From: "Andy "Krazy" Glew" on 25 Apr 2010 21:54 On 4/23/2010 3:51 PM, MitchAlsup wrote: > On Apr 23, 2:06 am, "Andy \"Krazy\" Glew"<ag-n...(a)patten-glew.net> > wrote: >> While I have worked on, and advocated, handling reg-reg move instructions efficiently, this introduces a whole new level >> of complexity. >> >> Specifically, MOVE elimination, changing >> >> lreg2 := MOVE lreg1 >> lreg3 := ADD lreg2 + 1 > > Ireg2 := MOV Ireg1 > Ireg2 := OP Ireg2,<const or reg or mem> > > Was a hardware optimization in K9 easily detecteed during trace > building.
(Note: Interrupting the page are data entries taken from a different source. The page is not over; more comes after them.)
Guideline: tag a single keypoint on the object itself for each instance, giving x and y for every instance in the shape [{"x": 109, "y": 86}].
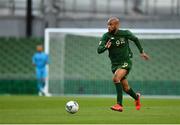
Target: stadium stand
[{"x": 16, "y": 70}]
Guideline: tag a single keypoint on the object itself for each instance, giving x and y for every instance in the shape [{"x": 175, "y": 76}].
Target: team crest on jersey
[{"x": 120, "y": 41}]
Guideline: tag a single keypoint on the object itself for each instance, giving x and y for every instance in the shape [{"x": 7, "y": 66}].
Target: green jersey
[{"x": 119, "y": 50}]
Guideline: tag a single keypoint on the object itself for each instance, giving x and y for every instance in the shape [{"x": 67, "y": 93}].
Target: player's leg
[
  {"x": 118, "y": 75},
  {"x": 130, "y": 91},
  {"x": 38, "y": 76},
  {"x": 40, "y": 81}
]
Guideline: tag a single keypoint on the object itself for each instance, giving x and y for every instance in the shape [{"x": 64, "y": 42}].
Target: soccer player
[
  {"x": 39, "y": 60},
  {"x": 117, "y": 43}
]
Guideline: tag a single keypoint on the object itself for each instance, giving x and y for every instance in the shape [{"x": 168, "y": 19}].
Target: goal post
[{"x": 76, "y": 68}]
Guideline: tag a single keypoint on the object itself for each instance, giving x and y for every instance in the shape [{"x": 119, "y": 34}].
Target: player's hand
[
  {"x": 144, "y": 56},
  {"x": 108, "y": 44}
]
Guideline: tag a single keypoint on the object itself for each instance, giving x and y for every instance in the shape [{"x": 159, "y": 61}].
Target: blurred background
[
  {"x": 20, "y": 18},
  {"x": 22, "y": 26}
]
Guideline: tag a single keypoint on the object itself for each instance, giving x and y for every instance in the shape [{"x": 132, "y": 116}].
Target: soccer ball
[{"x": 72, "y": 107}]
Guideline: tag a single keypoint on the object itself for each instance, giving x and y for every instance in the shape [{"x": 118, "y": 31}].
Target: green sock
[
  {"x": 132, "y": 94},
  {"x": 119, "y": 93}
]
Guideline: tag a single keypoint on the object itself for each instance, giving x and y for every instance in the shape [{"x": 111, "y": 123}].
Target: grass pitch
[{"x": 34, "y": 109}]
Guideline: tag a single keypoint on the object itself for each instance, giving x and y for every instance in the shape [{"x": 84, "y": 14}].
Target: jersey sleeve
[
  {"x": 101, "y": 48},
  {"x": 133, "y": 38}
]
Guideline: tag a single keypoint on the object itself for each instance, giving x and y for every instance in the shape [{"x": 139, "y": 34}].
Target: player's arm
[
  {"x": 34, "y": 60},
  {"x": 133, "y": 38},
  {"x": 47, "y": 59},
  {"x": 104, "y": 44}
]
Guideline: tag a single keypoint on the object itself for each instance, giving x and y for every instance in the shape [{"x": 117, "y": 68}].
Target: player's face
[{"x": 113, "y": 26}]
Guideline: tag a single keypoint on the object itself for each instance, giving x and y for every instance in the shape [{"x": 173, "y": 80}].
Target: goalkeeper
[
  {"x": 40, "y": 59},
  {"x": 117, "y": 43}
]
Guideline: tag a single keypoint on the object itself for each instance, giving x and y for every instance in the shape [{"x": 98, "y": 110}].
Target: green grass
[{"x": 34, "y": 109}]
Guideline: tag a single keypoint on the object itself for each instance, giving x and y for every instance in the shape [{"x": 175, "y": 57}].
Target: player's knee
[
  {"x": 116, "y": 80},
  {"x": 126, "y": 88}
]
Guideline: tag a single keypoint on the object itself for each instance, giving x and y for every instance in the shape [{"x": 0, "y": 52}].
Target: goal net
[{"x": 76, "y": 68}]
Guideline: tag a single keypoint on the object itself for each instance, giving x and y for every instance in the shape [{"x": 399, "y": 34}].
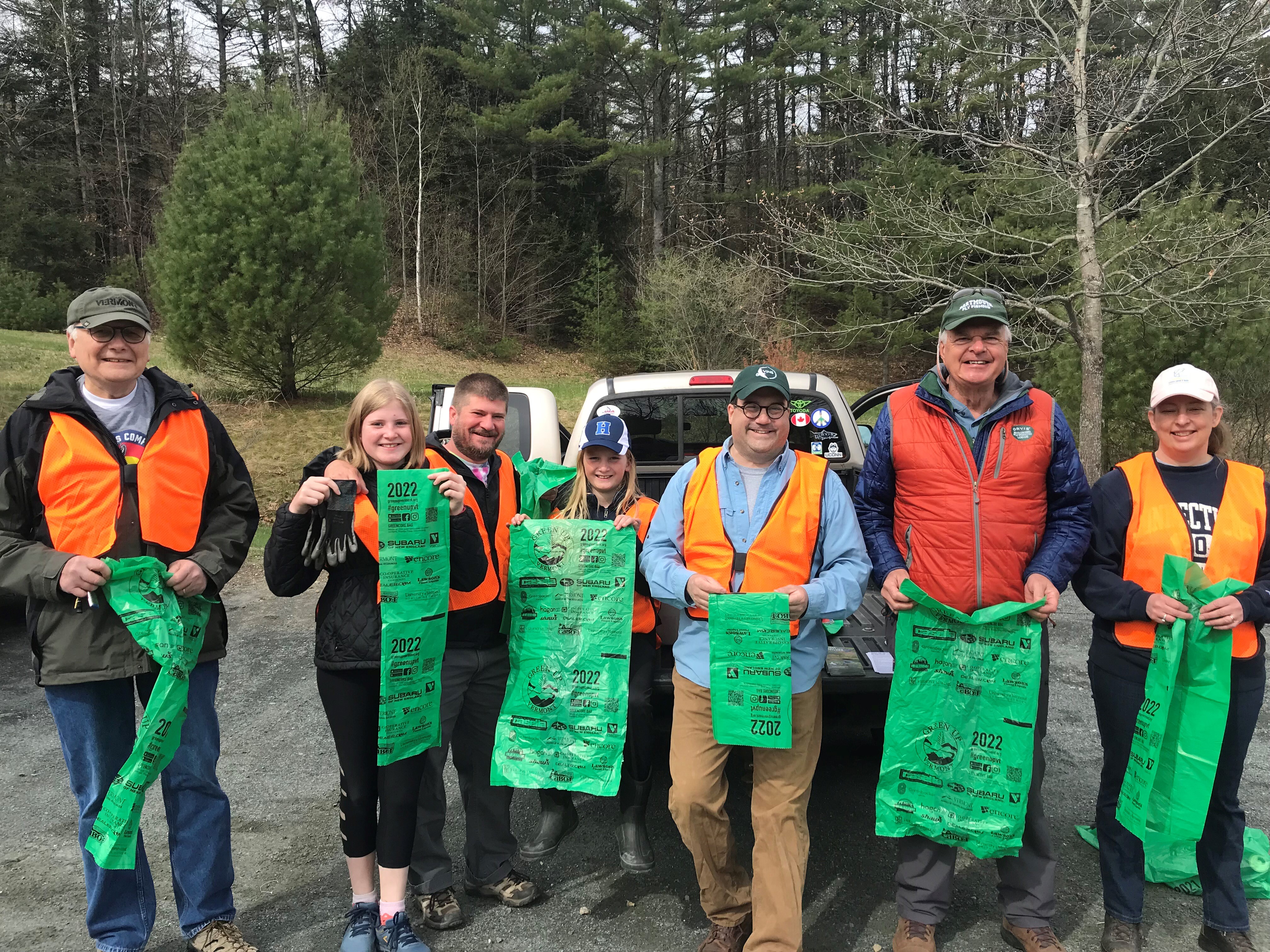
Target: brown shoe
[
  {"x": 727, "y": 938},
  {"x": 1029, "y": 940},
  {"x": 512, "y": 890},
  {"x": 914, "y": 937}
]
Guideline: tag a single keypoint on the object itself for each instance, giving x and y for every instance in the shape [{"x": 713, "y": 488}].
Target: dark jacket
[
  {"x": 1067, "y": 524},
  {"x": 348, "y": 611},
  {"x": 70, "y": 648},
  {"x": 479, "y": 626}
]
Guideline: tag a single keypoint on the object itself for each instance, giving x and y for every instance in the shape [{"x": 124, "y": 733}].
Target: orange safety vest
[
  {"x": 968, "y": 535},
  {"x": 1158, "y": 529},
  {"x": 780, "y": 554},
  {"x": 82, "y": 485},
  {"x": 495, "y": 584},
  {"x": 644, "y": 612}
]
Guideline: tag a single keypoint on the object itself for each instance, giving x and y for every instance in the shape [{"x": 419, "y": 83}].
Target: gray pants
[
  {"x": 473, "y": 685},
  {"x": 1027, "y": 889}
]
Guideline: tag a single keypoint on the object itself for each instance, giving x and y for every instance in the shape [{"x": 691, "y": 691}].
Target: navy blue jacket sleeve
[
  {"x": 876, "y": 502},
  {"x": 1067, "y": 521}
]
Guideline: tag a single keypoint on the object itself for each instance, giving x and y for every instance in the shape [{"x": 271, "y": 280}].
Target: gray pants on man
[
  {"x": 1027, "y": 887},
  {"x": 473, "y": 683}
]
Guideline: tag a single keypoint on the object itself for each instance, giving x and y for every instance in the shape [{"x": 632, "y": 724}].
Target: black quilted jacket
[{"x": 348, "y": 612}]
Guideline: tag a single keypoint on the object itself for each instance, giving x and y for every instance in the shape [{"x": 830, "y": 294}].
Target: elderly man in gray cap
[{"x": 113, "y": 459}]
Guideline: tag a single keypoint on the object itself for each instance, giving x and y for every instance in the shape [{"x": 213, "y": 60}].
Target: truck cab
[{"x": 672, "y": 417}]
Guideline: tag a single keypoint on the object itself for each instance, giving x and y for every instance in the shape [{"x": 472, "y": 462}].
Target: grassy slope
[{"x": 277, "y": 439}]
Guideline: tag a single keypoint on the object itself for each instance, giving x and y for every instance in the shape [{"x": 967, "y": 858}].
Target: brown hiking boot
[
  {"x": 441, "y": 909},
  {"x": 914, "y": 937},
  {"x": 512, "y": 890},
  {"x": 727, "y": 938},
  {"x": 1029, "y": 940}
]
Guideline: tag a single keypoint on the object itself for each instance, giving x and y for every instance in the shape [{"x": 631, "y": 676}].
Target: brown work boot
[
  {"x": 512, "y": 890},
  {"x": 914, "y": 937},
  {"x": 727, "y": 938},
  {"x": 1029, "y": 940}
]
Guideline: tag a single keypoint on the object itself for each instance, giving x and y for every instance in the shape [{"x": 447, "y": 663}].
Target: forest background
[{"x": 698, "y": 183}]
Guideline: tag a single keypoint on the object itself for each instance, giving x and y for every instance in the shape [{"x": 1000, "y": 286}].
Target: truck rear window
[{"x": 670, "y": 428}]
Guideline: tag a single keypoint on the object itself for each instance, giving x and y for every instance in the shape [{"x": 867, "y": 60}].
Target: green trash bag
[
  {"x": 538, "y": 479},
  {"x": 751, "y": 671},
  {"x": 415, "y": 602},
  {"x": 1181, "y": 723},
  {"x": 958, "y": 757},
  {"x": 1173, "y": 862},
  {"x": 563, "y": 723},
  {"x": 171, "y": 630}
]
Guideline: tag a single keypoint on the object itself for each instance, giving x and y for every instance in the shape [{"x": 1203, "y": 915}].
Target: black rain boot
[
  {"x": 634, "y": 848},
  {"x": 559, "y": 819}
]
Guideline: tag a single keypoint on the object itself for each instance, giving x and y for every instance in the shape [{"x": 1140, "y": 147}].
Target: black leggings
[{"x": 352, "y": 704}]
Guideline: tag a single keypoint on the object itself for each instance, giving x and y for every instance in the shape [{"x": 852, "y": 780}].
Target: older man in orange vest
[
  {"x": 112, "y": 459},
  {"x": 752, "y": 516},
  {"x": 973, "y": 489}
]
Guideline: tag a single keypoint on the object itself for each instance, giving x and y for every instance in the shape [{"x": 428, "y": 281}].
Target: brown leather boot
[
  {"x": 914, "y": 937},
  {"x": 1029, "y": 940},
  {"x": 727, "y": 938}
]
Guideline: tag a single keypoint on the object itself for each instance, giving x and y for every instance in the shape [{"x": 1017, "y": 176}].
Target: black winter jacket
[{"x": 348, "y": 611}]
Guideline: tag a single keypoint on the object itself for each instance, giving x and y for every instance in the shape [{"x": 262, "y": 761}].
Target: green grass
[{"x": 277, "y": 439}]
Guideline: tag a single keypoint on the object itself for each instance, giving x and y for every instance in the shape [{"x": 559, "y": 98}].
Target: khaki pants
[{"x": 783, "y": 786}]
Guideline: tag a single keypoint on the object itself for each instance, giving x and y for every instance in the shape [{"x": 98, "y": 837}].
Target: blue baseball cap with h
[{"x": 609, "y": 432}]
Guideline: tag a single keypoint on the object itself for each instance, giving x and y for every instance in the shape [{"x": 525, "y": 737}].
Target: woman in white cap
[
  {"x": 1187, "y": 501},
  {"x": 606, "y": 489}
]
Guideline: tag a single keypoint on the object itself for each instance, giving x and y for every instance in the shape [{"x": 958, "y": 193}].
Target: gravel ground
[{"x": 279, "y": 768}]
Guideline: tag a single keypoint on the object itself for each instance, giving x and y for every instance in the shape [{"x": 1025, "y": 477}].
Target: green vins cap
[
  {"x": 970, "y": 304},
  {"x": 756, "y": 379},
  {"x": 100, "y": 306}
]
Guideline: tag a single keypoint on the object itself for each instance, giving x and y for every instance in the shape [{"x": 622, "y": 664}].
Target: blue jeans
[
  {"x": 1220, "y": 851},
  {"x": 97, "y": 727}
]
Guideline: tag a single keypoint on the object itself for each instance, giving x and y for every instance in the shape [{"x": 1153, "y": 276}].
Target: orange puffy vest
[
  {"x": 967, "y": 536},
  {"x": 82, "y": 485},
  {"x": 644, "y": 614},
  {"x": 1158, "y": 529},
  {"x": 783, "y": 550}
]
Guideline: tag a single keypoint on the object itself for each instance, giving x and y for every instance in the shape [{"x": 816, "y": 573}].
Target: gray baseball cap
[{"x": 98, "y": 306}]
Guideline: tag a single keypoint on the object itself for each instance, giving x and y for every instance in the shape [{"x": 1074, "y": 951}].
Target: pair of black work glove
[{"x": 331, "y": 537}]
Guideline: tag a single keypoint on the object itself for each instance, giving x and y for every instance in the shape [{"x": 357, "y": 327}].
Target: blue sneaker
[
  {"x": 360, "y": 932},
  {"x": 397, "y": 936}
]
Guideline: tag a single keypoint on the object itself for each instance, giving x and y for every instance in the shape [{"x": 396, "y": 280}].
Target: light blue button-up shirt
[{"x": 840, "y": 565}]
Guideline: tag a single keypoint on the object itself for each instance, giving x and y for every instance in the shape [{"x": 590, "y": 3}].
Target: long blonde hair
[
  {"x": 576, "y": 507},
  {"x": 375, "y": 397}
]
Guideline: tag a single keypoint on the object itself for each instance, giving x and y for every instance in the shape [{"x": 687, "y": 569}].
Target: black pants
[
  {"x": 1221, "y": 850},
  {"x": 473, "y": 683},
  {"x": 638, "y": 753},
  {"x": 352, "y": 704}
]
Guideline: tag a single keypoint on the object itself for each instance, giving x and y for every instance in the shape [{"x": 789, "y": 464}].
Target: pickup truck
[{"x": 673, "y": 417}]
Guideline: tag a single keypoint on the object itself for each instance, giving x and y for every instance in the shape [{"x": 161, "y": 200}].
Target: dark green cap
[
  {"x": 758, "y": 377},
  {"x": 100, "y": 306},
  {"x": 970, "y": 304}
]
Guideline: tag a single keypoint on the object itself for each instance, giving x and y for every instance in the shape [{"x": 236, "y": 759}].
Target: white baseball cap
[{"x": 1183, "y": 380}]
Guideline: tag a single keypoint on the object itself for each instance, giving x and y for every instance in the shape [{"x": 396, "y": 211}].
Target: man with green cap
[
  {"x": 753, "y": 516},
  {"x": 113, "y": 459},
  {"x": 973, "y": 489}
]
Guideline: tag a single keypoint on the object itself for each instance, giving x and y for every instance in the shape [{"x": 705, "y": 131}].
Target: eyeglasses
[
  {"x": 131, "y": 333},
  {"x": 775, "y": 412}
]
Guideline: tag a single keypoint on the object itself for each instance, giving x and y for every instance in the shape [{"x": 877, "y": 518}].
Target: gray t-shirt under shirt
[{"x": 128, "y": 418}]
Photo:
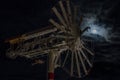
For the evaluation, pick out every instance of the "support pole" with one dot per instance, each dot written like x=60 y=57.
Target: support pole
x=51 y=65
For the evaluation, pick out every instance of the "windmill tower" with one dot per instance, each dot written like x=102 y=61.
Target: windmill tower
x=61 y=41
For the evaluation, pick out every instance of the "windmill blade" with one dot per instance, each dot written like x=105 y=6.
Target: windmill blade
x=72 y=57
x=85 y=57
x=57 y=58
x=82 y=62
x=77 y=63
x=59 y=16
x=65 y=59
x=75 y=13
x=69 y=12
x=57 y=25
x=64 y=13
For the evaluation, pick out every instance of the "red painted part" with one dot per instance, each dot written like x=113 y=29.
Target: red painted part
x=51 y=76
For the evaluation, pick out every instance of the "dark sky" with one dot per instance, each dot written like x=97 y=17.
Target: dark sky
x=21 y=16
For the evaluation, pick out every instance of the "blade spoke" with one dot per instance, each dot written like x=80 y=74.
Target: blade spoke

That is/was a local optimization. K9 R.I.P. Generic MOVE elimination works when there is an arbitrary separation between the MOVEr and the USEr. >> lreg2 := MOVE lreg1 ....lots of instructions, including branches and calls >> lreg3 := ADD lreg2 + 1 It also doesn't required a trace cache or a similar structure to hold the optimized code. Although I agree that it makes sense to hold the optmized code, so that you don;t constantly have to re-optimize.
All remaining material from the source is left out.